A eficiência energética e operacional também não pode ser ignorada. Modelos como os da DeepSeek abrem a porta a treinar IA com menos recursos computacionais, algo essencial num momento em que a pegada ecológica da tecnologia é um tema cada vez mais relevante. À medida que a adoção da IA cresce, a necessidade de soluções mais sustentáveis torna-se evidente.

Os avanços recentes na Inteligência Artificial, impulsionados por modelos semi-open-source como os da DeepSeek, estão a redefinir o acesso ao poder computacional. Empresas que antes dependiam de soluções caras e fechadas podem agora desenvolver os próprios modelos altamente avançados sem os recursos financeiros de gigantes tecnológicos, tornando o mercado mais competitivo e inovador. Além disso, a IA personalizada e adaptável permite que cada organização ajuste os modelos às suas necessidades específicas, criando soluções mais eficientes e direcionadas, sem depender de abordagens genéricas.

Outro grande impacto destes modelos está na forma como a IA se integra nos processos empresariais e estratégicos. Em vez de substituir a inteligência humana, os LLMs funcionam como copilotos na tomada de decisão, aumentando a capacidade analítica e otimizando operações em setores como saúde, finanças e retalho.

Enquanto a China e os EUA avançam a passos largos, a Europa parece estar a assistir a esta revolução tecnológica do lado de fora. A ausência de um verdadeiro ecosistema europeu (excepção feita à francesa Mistral) à DeepSeek ou à OpenAI não é apenas um problema tecnológico, mas um risco económico e estratégico. Sem investimento significativo em IA, a Europa arrisca-se a tornar-se apenas um consumidor passivo desta tecnologia, em vez de um produtor e inovador.

No entanto, a boa notícia é que ainda há tempo para recuperar. O caminho passa pelo incentivo à investigação, criação de infraestrutura de dados robusta e financiamento a startups de IA que possam desafiar o status quo. Se a Europa aprender com a inovação da DeepSeek, pode transformar este atraso numa vantagem competitiva, apostando em soluções acessíveis, eficientes e altamente especializadas. Focarmo-nos na criação de valor em sinergia com o ecossistema open-source é um excelente começo.
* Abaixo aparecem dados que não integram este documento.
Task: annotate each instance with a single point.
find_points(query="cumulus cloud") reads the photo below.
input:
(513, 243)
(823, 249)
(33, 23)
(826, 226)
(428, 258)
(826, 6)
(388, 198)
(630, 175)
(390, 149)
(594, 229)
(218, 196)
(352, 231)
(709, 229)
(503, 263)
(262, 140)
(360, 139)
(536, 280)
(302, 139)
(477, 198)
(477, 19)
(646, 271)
O mercado da Inteligência Artificial está a mudar rapidamente, e modelos como o da DeepSeek são um sintoma de um mundo onde o conhecimento e o poder computacional estão a ser redistribuídos. Para empresas e organizações que procuram desbloquear o potencial dos seus dados, otimizar processos e criar estratégias baseadas em IA, a chegada destes modelos é uma oportunidade sem precedentes.

O futuro da IA será mais descentralizado, eficiente e aberto – e quem entender esta mudança primeiro, ganhará vantagem. Esperemos que os resultados da DeepSeek  sejam apenas o começo de uma nova era. Onde o conhecimento e criação de um mundo impulsionado pela IA seja o mais distribuído possível.